Ao deter-se na coleta de informações para tentar compor um estudo sobre a história
da mediunidade, o observador atento vai descobrir que os fenômenos mediúnicos sempre
estiveram presentes na vida religiosa de todos os povos e nações.

Ao longo do tempo, em cada região ou localidade onde essas manifestações eclodiam,
recebiam nomes diferentes. No antigo Egito a mediunidade era reconhecida como ritos
de iniciação. Entre os gregos era chamada de mistérios de Elêusis. Na Pérsia chamava-se
magia, entre os babilônios, adivinhação. Para os antigos hebreus seu nome era dons
da profecia. Entre os cristãos primitivos a mediunidade chamou-se carisma, e recebeu
diversos nomes conforme suas diferentes modalidades de manifestação: dons do espírito,
dons de cura, dons de línguas, profecia. Os ofitas chamaram-na de delírios espirituais.
Entre os druidas seu nome era ritual de magia. Entre os cátaros o transe mediúnico
era chamado de consolamentum. Na Alemanha, na época de Lutero, à eclosão de um “surto
mediúnico”, deram-lhe o nome de epidemia mística. Além destas, muitas outras definições
foram dadas aos fenômenos mediúnicos, registradas pela história religiosa de cada
povo.
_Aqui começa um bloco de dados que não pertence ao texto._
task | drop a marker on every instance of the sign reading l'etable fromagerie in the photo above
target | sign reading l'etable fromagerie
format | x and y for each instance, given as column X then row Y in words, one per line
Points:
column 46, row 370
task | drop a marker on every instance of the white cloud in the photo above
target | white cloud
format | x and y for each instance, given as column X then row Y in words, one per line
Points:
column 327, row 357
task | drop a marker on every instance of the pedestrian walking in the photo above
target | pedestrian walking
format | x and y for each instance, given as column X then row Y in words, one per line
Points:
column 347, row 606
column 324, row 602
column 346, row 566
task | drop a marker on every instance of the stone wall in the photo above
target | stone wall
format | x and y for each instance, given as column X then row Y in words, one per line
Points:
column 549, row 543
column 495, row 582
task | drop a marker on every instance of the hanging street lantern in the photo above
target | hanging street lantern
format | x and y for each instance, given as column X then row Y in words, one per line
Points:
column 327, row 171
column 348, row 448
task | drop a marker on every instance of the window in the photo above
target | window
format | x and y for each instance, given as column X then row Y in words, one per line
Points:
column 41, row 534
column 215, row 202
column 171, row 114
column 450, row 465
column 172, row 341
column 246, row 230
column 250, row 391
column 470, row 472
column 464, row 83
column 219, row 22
Finalmente, com Allan Kardec, esses fenômenos consolidaram-se como mediunidade,
e hoje esse termo é aceito, com algumas exceções, quase que universalmente. Os católicos,
na atualidade, reabilitaram a mediunidade de cura em seu meio com o nome de movimento
de renovação carismática, numa referência aos carismas, nome que a identificava
nos tempos apostólicos, e os evangélicos, na atualidade, dão-lhe o nome de descida
do espírito santo.

Mas não somente em movimentos coletivos manifestou-se a mediunidade. Também com
indivíduos, isoladamente, dentro ou fora de ambientes místicos ou religiosos, os
fenômenos mediúnicos nunca deixaram de se manifestar, aqui e ali, com qualquer tipo
de pessoas, em lugares diferentes, em línguas diferentes, e em tempos diferentes.
Naturalmente, as forças espirituais superiores que assistem à humanidade, através
dos processos mediúnicos, sempre mantiveram abertos os canais de intercâmbio entre
seu plano e o nosso, como uma necessidade de se manterem permanentes essas experiências,
visando aos tempos futuros, quando o conceito de religião tivesse transcendido às
velhas concepções de religião organizada, com seus rituais, dogmas, e formalismos
inúteis.

De entremeio a tantas manifestações do espírito, ao longo de milênios, três grandes
ciclos mediúnicos se sobressaíram na história, coincidindo com três importantes
revelações religiosas que a humanidade assistiu, e que os espíritas consagram como
<as três grandes revelações>. Isso nos leva a refletir sobre as informações de André
Luiz segundo as quais religião e mediunidade são intercorrentes, isto é, embora
coisas diferentes, ambas se complementam. Desta maneira, o Mediunismo funciona como
fator coadjuvante na consolidação da cultura religiosa entre os homens, e, conseqüentemente,
como necessário e poderoso instrumento auxiliar para sua ascensão espiritual.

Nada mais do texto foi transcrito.